This is an important question that hits on some of the crucial differences between the idealizations of Bayesian inference that are usually taught in introductory classes and how Bayesian inference is actually implemented in practice. A short thread!
One of the nice theoretical properties of Bayesian updating (i.e. the application of Bayes' Theorem in Bayesian inference) is that it's compatible with any _product structure_ of the observational model.
If the observational model contains two independent measurements then any realized likelihood function will be given by the product of two component likelihood functions. Bayes' Theorem allows us to update the prior distribution into a posterior distribution using both...

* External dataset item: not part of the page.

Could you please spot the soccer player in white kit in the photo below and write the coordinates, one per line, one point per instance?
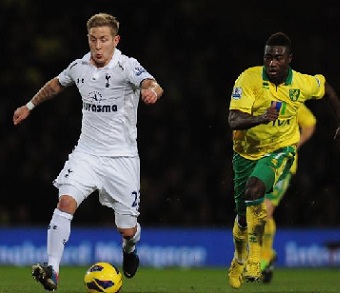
(105, 158)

...or one at a time, creating an intermediate posterior distribution from the first likelihood function that becomes the prior distribution for the construction of the final posterior distribution from second likelihood function. Either way we get the same posterior distribution!
This associativity of independent measurements also carries over to probability density functions -- we can construct the final posterior density function all at once or in two steps, creating an intermediate posterior density function in the process.

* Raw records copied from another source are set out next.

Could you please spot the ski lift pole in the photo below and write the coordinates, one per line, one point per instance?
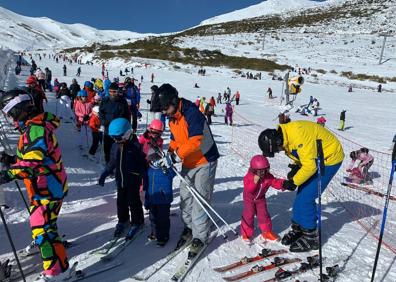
(385, 212)
(11, 242)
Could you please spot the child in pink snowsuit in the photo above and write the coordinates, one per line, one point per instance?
(360, 173)
(256, 183)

This even applies to Stan programs! If you have a program that implements log pi(y_1 | theta) pi(theta) then you just add log pi(y_2 | theta) to the model block to implement log pi(y_1, y_2 | theta) pi(theta) = log pi(y_1 | theta) + log pi(y_2 | theta) + log pi (theta)!

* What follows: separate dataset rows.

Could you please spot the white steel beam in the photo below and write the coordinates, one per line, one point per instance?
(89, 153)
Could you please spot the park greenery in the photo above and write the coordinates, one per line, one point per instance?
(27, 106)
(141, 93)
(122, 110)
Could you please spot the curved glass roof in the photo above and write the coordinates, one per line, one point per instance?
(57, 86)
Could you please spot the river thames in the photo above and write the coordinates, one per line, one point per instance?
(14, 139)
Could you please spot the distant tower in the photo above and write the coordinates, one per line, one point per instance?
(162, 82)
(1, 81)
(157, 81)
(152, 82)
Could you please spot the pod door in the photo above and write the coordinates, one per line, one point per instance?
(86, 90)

So what's the problem? Well despite what many introductory classes will have you believe posterior density functions actually aren't all that useful in practice.
In order to extract meaningful inferences from a posterior distribution (normalized or not!) we need to evaluate expectation values of functions, or equivalently integrate those functions against the posterior density function.
I know, you all hate thinking about expectation values but they cannot be avoided if you want to do produce a valid analysis! All well-posed summaries are derived from expectation values, such as the moments and quantiles and histograms that characterize marginal distributions!
The problem is that integrating function is haaaaaaaard, especially when the model configuration space is high dimensional. In most cases we can't do anything analytical and we have to appeal to approximations like the sampling-based approximation Markov chain Monte Carlo.
Markov chain Monte Carlo, and any software that implements a Markov chain Monte Carlo method, is designed to approximate expectation values _and nothing else_. When these approximations are good enough we get a faithful picture of the information contained in our posterior dist.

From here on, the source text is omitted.